Jill Boughton
Freelance Writer
January 5, 2021 // Diocese

St. Anthony de Padua School grateful for lunchtime help

Jill Boughton
Freelance Writer

On a typical school day, the kitchen staff at Marian High School, Mishawaka, prepares lunch for the students of both Marian and St. Anthony de Padua School, South Bend. When the food arrives at St. Anthony around 10:40 a.m., the elementary school’s lunch staff, directed by Shelly Coughlin, keep it warm, divide it into individual portions and deliver them to the students, who this year are all entitled to eat for free. Then, the kitchen has to be thoroughly cleaned.

On Dec. 1, St. Anthony principal Karen Bogol realized that too many key personnel for the lunch program and custodial staff were now in quarantine, along with several other members of the faculty and staff. With a heavy heart, she called Marian principal Mark Kirzeder to tell him St. Anthony would likely have to cancel its hot lunch program for the rest of the term.

Kirzeder immediately reached out to Marian’s food service director, Cami Whitten. Within hours, they had a plan in place to ensure St. Anthony students would continue receiving lunch and also breakfast.

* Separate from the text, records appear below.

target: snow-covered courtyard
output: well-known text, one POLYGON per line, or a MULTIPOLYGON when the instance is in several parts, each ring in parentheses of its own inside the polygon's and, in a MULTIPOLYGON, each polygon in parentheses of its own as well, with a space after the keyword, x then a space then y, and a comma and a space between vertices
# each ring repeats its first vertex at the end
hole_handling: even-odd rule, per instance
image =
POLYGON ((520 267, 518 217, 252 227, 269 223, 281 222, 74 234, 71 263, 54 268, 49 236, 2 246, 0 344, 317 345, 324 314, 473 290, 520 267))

A team from Marian came to St. Anthony every day Dec. 2-18 to prep and package the meals and then sanitize the kitchen. They also continued the school’s program of offering drive-up meals to families whose children were learning virtually.

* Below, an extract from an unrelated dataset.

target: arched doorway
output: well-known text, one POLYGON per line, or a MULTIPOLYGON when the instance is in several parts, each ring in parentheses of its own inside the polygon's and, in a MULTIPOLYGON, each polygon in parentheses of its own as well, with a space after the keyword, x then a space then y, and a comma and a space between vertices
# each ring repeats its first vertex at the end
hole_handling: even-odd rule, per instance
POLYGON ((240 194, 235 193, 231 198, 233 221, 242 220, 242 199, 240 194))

In turn, St. Anthony staff members gave up their breaks and enlisted additional volunteers to help pass out the lunches within the building. Many, including the business manager, took on custodial responsibilities.

As far as the students were concerned, everything was operating as usual.

Provided by Teresa Thompson
Breakfast bags put together by Marian High School, Mishawaka, await delivery to St. Anthony de Padua School, South Bend, this fall. When most of St. Anthony’s kitchen staff and custodial crew were forced to quarantine due to COVID-19 exposure this fall, many selfless brothers and sisters in Christ stepped in to ensure that the students would continue to receive breakfast and a hot lunch every school day.

St. Anthony has had many pandemic-related challenges this year, including a two-week period of all-virtual learning before Thanksgiving and lengthier periods of remote learning for the entire junior high. However, through the efforts of both Marian and St. Anthony workers, the elementary students continued to receive a hot lunch even when they couldn’t study in-person at school.

The entire staff has been very creative and generous, said Bogol. School nurse Maureen Vervaet serves on the school’s COVID-19 planning team and has done extensive contact tracing and talking through challenges with school staff and families. She has even coordinated resources for families, like meal delivery and tools and supplies for remote learning. Her participation and assistance have been an absolute blessing, according to Bogol.

The school has done its best to stay open, but the staff is also developing a plan with the local YMCA to potentially provide after-school and other programming. The Y will help St. Anthony school families with child care and e-learning if a particular grade can’t come to school.

Sending members of its own staff and school community to St. Anthony left Marian “a little short-handed, but we could handle it,” according to Whitten. “We need to take care of each other during this time.” Bogol is grateful to now have St. Anthony’s kitchen and custodial staff back, but “we continue to be humbled by the graciousness of our friends at Marian, our nurse and those within our St. Anthony community who have stepped up and accepted new challenges to ensure we can offer families both in-person and remote instruction.”